Using another auto finance rate monitor, Cox Automotive Senior Economist Jonathan Smoke noted in his weekly market report, “The volume-loaded average new auto loan rate on Dealer Track in December increased another seven basis points and ended the year at 8.02% which was up just shy of three full percentage points from a year ago. The volume-weighted average used auto loan rate in December declined slightly to 12.37% which was up a bit more than three full percentage points from a year ago. That change in auto rates causes payments to increase by more than 12%.”

Indeed, car shoppers are caught in an environment of conflicting conditions.
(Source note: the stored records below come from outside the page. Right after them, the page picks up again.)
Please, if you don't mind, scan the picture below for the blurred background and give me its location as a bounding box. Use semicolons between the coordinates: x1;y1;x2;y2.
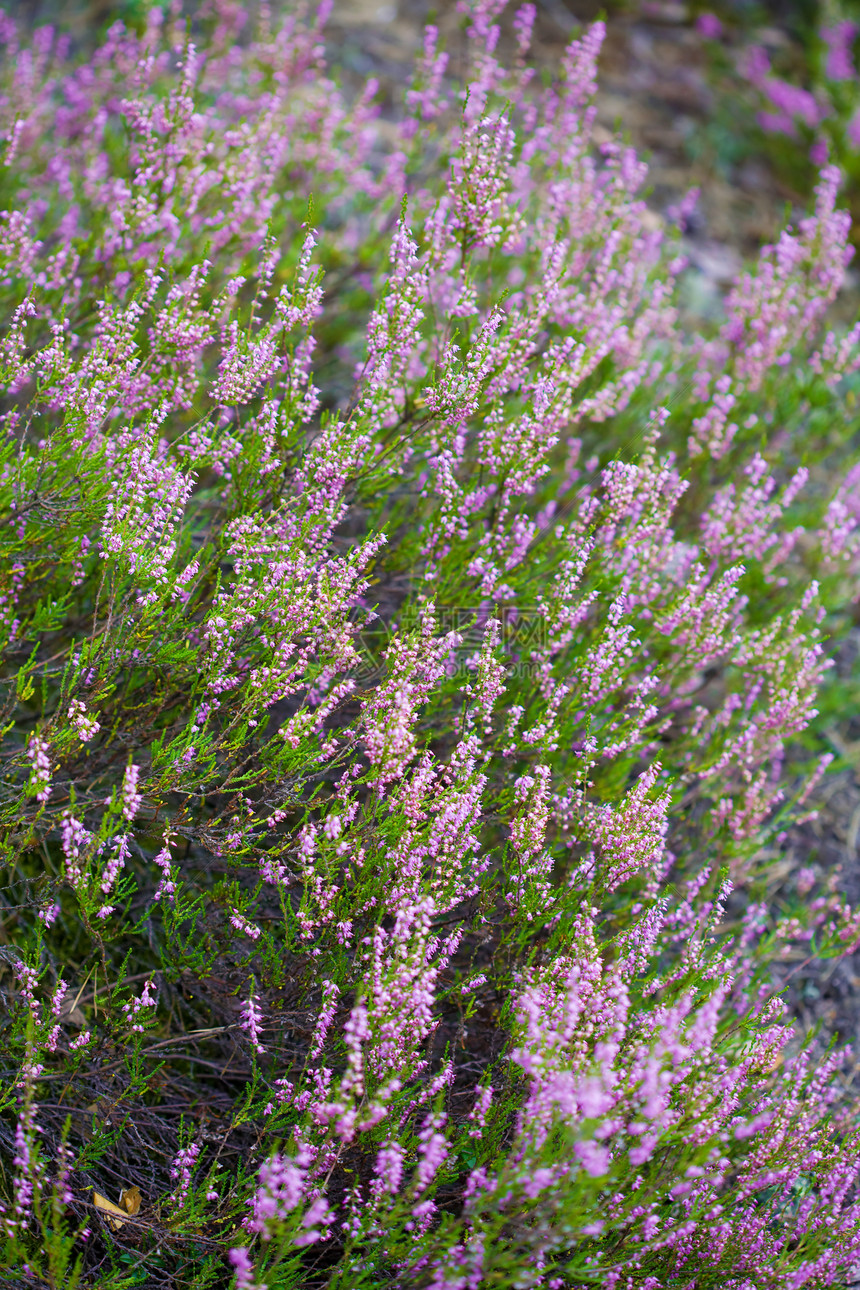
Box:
0;0;860;317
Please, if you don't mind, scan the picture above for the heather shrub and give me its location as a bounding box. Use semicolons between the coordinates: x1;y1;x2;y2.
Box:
711;0;860;221
0;0;860;1290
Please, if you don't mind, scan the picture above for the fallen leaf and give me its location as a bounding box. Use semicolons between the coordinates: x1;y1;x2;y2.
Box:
120;1187;141;1218
93;1192;129;1232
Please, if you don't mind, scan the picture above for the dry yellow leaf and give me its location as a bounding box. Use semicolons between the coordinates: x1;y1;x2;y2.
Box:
120;1187;141;1218
93;1192;129;1232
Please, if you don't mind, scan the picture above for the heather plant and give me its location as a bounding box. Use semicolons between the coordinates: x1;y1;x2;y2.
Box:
698;0;860;228
0;0;860;1290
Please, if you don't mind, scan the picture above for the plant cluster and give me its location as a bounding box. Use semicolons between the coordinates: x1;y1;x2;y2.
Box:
696;0;860;229
0;0;860;1290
The Bankrate.com study cites Kelley Blue Book in pointing out although the average transaction price (ATP) in November reached a record $47,681, it was the first time since the summer of 2021 the ATP was actually lower than the average manufacturers suggested retail price (MSRP) for a vehicle.

While that may appear to show some sort of moderation in affordability, it’s a bit of a mirage.

In the Bankrate.com report McBride advised “For an explanation of why so many households are living paycheck to paycheck and have strained budgets, look no further than the driveway.”

In our interview with him, McBride explained that observation saying, “The average amount financed on a new car is $46,000. That’s not people buying used Toyota Corollas.There’s been an increasing appetite for larger and more expensive vehicles. The problem has mushroomed in the pandemic because inventory shortages pushed prices up a lot faster. It put people in a position where they’re having to borrow even more at a time when interest rates are rising.”

Those inventory shortages were exacerbated by production slowdowns caused by supply shortages, especially for semiconductor computer chips which operated myriad vehicle components and systems. With few cars and trucks on dealer lots to sell, automakers pulled back on cash and financing incentives, further challenging vehicle affordability for some.

“The share of new vehicle financing transactions featuring zero percent annual percentage rate fell to 4.7% in December which was a new pandemic low,” Cox Automotive’s Jonathan Smoke noted in his report.

As production and inventories slowly work their way towards pre-pandemic levels, automakers may, in turn, methodically loosen their grip on incentives, especially if consumers decide they’re not going to pay higher sticker prices, according to McBride.

He expects interest rates at banks that lend directly to consumers to level off later this year but advises consumers should shop around because there are deals out there.

“Yes, rates are rising but we see a big disparity in rates between lenders that are more competitive and those that are less competitive,” McBride pointed out. “Even for people with good credit. It’s a difference between paying 6% or 12%.”

He also suggests checking rates at credit unions which tend to be competitive for auto loans.

In the end, McBride warns consumers away from trying to time their decision to buy with expectations of when interest rates might be the most attractive, suggesting instead,“The decision that should be made based on when do you need a car, when are you in a financial position to be able to make that purchase.”